At the political level he believes that he might have supported the notion of a qualified franchise – the policy pursued by the Progressives – for too long. But he does not regret that he did support it.

“I think it was Jefferson – I may have got the name wrong – who said that it is really impossible to have a democracy in an uneducated country. I felt that.

“I still feel that one of the great pieces of damage which the National Party did in the country was that they prevented what had to happen from happening over a period. It would have been better for all of us, black and white, if the present position where you have a complete democracy, in theory anyhow, had been reached more gradually.

`That would, in the opinions I had then – and I am not entirely prepared to run away from them – have been arrived at by having an educational qualification for the vote.

“I may have gone on too long because it became impractical. I think it was made impractical largely by liberal-minded people rather than the right-wing people in the sense that they always went for one man, one vote and they thought that anything else was wrong and somewhat immoral. I don’t think that, but of course it would have reached the same point – the same result would have been reached – and I wouldn’t be surprised if it wouldn’t have been reached at about the same time. You would have had movement gradually over a period.”

With the benefit of hindsight, could more have been done to counter the trend over some four decades in which election after election more and more whites voted for the Nationalists?

Oppenheimer: “I certainly think we tried pretty hard. I am afraid they went that way because they were frightened.”

He turns away questions about his wealth and media comparisons between him and the Sultan of Brunei, said to be the richest man in the world, and Microsoft’s Bill Gates. “I’m lucky enough to have money but I’m not in the same ballgame as those sort of people,” he says.

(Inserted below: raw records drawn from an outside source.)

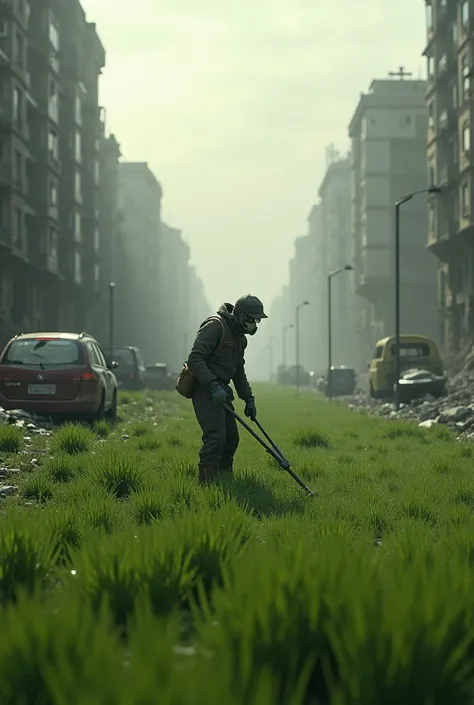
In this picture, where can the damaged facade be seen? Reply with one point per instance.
(50, 127)
(449, 96)
(388, 134)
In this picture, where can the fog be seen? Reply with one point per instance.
(233, 105)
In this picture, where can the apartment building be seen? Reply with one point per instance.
(319, 278)
(449, 94)
(138, 289)
(50, 62)
(388, 135)
(335, 224)
(107, 236)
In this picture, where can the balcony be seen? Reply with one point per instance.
(447, 123)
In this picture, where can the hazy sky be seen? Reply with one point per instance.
(233, 104)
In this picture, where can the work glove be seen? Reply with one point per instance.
(219, 394)
(250, 409)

“The fact that you are in a country where there aren’t vast numbers of people who have great fortunes as they have in America means you stand out more than other people do. Also, because diamonds are sort of romantic and excite people, people imagine that the whole thing is much bigger than it is.”

And finally, what would he most like to be remembered for?

“You certainly want to be remembered for being better than you really were. I would like to be thought of as having lived a life which on the whole gave proof of a certain degree of wisdom. Whether I would justify such a recollection is for other people to judge.

“But I would find it nice if that is the way people thought of me.”